Anger surges, hot like acid, as it floods up my throat and ignites heat in my fingertips.

For me?

How dare he try and justify murder by claiming it was for my own good. There’s nothing, absolutely nothing, in this world that is worth killing for.

And yet, even as I settle on that feeling, there’s a flurry in my chest that proves that’s a lie, and the muscles around my abdomen clench.

Would I kill to protect my baby?

Maybe.

Yes?

Theorizing and committing are two completely different things.

“Don’t you dare,” I spit, shifting onto my knees. “Don’t you dare use me to justify what you did! That man, he came here to help us. To help me! He was in here, answering every question and soothing all my worries, and then you went and killed him!”

“I know.” Kristof’s voice remains flat. Where he stands by the window, half turned away from me, the sharpness of the moonlight across his face highlights all his angles, and for a second he looks thinner. More gaunt than normal.

“Then why?”

“I couldn’t trust him.” Kristof’s knuckles bleed white around the cup he’s gripping. “Don’t you understand? All it takes is one person, one touch, or one threatening whisper in his ear for that man to come back here with a needle filled with the wrong medication, and you’d end up dead. I asked him to stay. I did. But he wanted to leave, and I can’t—I won’t—risk it.”

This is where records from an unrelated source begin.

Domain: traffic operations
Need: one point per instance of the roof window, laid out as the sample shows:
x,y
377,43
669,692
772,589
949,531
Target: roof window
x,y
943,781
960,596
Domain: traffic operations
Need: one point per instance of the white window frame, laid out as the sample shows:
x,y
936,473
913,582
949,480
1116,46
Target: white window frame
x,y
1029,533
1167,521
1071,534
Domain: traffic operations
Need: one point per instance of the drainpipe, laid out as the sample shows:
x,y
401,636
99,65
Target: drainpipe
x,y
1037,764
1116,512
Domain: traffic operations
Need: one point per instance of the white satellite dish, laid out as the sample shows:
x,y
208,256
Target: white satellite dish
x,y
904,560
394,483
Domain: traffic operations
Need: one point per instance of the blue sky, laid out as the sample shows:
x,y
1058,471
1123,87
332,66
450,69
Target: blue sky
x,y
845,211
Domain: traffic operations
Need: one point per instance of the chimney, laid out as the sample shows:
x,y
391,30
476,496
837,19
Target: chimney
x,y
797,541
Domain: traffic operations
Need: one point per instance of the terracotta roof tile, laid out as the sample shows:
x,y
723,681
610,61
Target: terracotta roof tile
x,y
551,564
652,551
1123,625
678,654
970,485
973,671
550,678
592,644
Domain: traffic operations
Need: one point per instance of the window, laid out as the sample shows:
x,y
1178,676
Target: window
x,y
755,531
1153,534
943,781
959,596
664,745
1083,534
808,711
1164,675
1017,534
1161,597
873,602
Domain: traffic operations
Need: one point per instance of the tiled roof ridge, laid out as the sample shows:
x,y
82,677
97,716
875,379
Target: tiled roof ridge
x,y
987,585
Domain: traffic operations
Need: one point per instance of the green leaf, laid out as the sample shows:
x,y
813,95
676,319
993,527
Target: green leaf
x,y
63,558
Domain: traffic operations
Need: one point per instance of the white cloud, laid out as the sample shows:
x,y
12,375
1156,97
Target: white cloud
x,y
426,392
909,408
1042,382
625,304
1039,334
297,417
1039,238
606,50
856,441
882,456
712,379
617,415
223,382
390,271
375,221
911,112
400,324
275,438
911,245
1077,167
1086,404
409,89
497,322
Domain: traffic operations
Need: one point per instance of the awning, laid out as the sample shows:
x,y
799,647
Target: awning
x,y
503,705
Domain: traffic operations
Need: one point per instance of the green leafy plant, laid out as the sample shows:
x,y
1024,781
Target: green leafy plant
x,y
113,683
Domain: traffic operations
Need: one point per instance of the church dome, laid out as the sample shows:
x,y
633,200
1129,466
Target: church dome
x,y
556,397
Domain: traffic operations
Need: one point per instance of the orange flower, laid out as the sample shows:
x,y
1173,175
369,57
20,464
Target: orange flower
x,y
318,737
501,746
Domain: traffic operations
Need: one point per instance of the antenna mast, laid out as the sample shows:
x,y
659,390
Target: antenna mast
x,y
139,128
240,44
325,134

His throat clenches as he swallows.

He killed that doctor because of a maybe?

“That’s bullshit,” I snap at him. “You just can’t stop killing people, can you? Hasn’t there been enough death?”

He scoffs dryly, his gaze down. “Too much. But I won’t risk anyone outside of these walls learning any details about you or our baby. Not one soul. If he had stayed, become a live-in doctor, then I would have allowed it, but instead, he wanted to leave and I wasn’t going to risk one of Aleksander’s spies seeing him leave this place.”